彼は休憩時間を利用し気晴らしにと外出を決め、仕事の為に住み込んでいる超高層ビルを後にした。

厳しい寒さが肌を刺すように感じられ、松田は衣服を着込んでいるにも関わらず身震いを起こし両手をコートのポケットに入れ街を歩いて行く。


「やけに寒いなと思ったら……」

平日の昼間にこの雪のせいか、普段多くの人が行き交うショッピング街も数人だけが身を縮こませ歩いているだけだった。

車の通りも少ない。

そんな中松田はふと等間隔に植えられた木々を見上げた。

生い茂っていた葉は全て枯れ落ち、丸裸になった枝に黄色いイルミネーションが飾られ夜には美しく輝き人々を楽しませていた。


「もうクリスマスか…。早いなぁ」


普段、根詰めて仕事に励む彼にとってはクリスマスなど無いのも同然な事だった。


きっとクリスマス当日も仕事場で資料と睨めっこをし、膨大な情報を処理する事になるだろう。


自分の近い未来を考えると深い溜め息がこぼれる。


松田は頭を垂れ歩いていたが、何気なく向けた視界の端によく見馴れた姿を見つけ足を止めた。

松田がいるビルの曲がり角の先、先程から彼が歩いていた大通りの裏通りにあるスウィーツショップの前にいる一人の男。

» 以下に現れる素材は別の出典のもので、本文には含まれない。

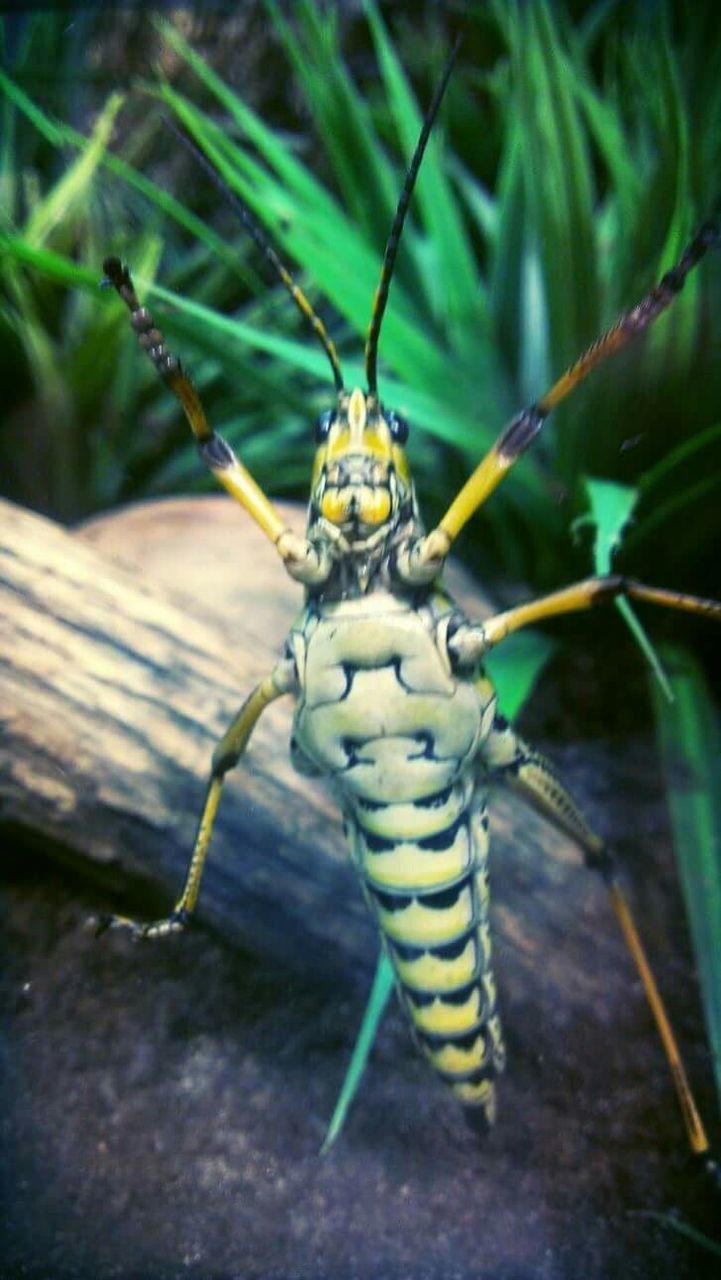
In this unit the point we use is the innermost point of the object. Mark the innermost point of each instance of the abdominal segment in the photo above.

血色が悪そうな青白い肌を持ち黒い髪に雪を被らせベージュのコートに白いマフラーを纏っている痩身の男が、酷い猫背で親指を銜え何かを凝視していた。


男の視線の先に眼をやると、そこには巨大なクリスマスケーキの模型がありケーキの予約を宣伝する為にお店のショーウィンドウに飾られていた。


(あれ…? 竜崎も抜け出して来たのかな?)


松田はケーキの模型を見つめたまま一寸も動かない男に声をかけようとした。

すると店の入口からまた一つ見馴れた姿が現れた。


「遅いです月くん。凍えてしまいます」

「そういうなら竜崎も店に入ればいいだろう」

「駄目です。一度入ってしまうと二度と出られなくなります」


ケーキを購入したのか、この店のロゴが印刷された小さな白い箱を片手に一人の少年が店から出て来た。

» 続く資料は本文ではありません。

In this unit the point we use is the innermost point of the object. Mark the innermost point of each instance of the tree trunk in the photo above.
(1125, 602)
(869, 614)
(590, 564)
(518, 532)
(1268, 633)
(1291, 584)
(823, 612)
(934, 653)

猫背の男は店内から流れて来た甘い香りに身を震わせる。


「さて…これで備品も揃った事だし……そろそろ行こうか」

「はい…私負けませんから…」


渇いた笑いを放ち、少年は竜崎と呼んだ猫背の男の左腕を掴み何処かへ歩み始める。


(…月君まで……一体何処へ行くんだろう?)


偶然見つけた二人に対し訝し気に感じた松田は、二人の後を追う事にした。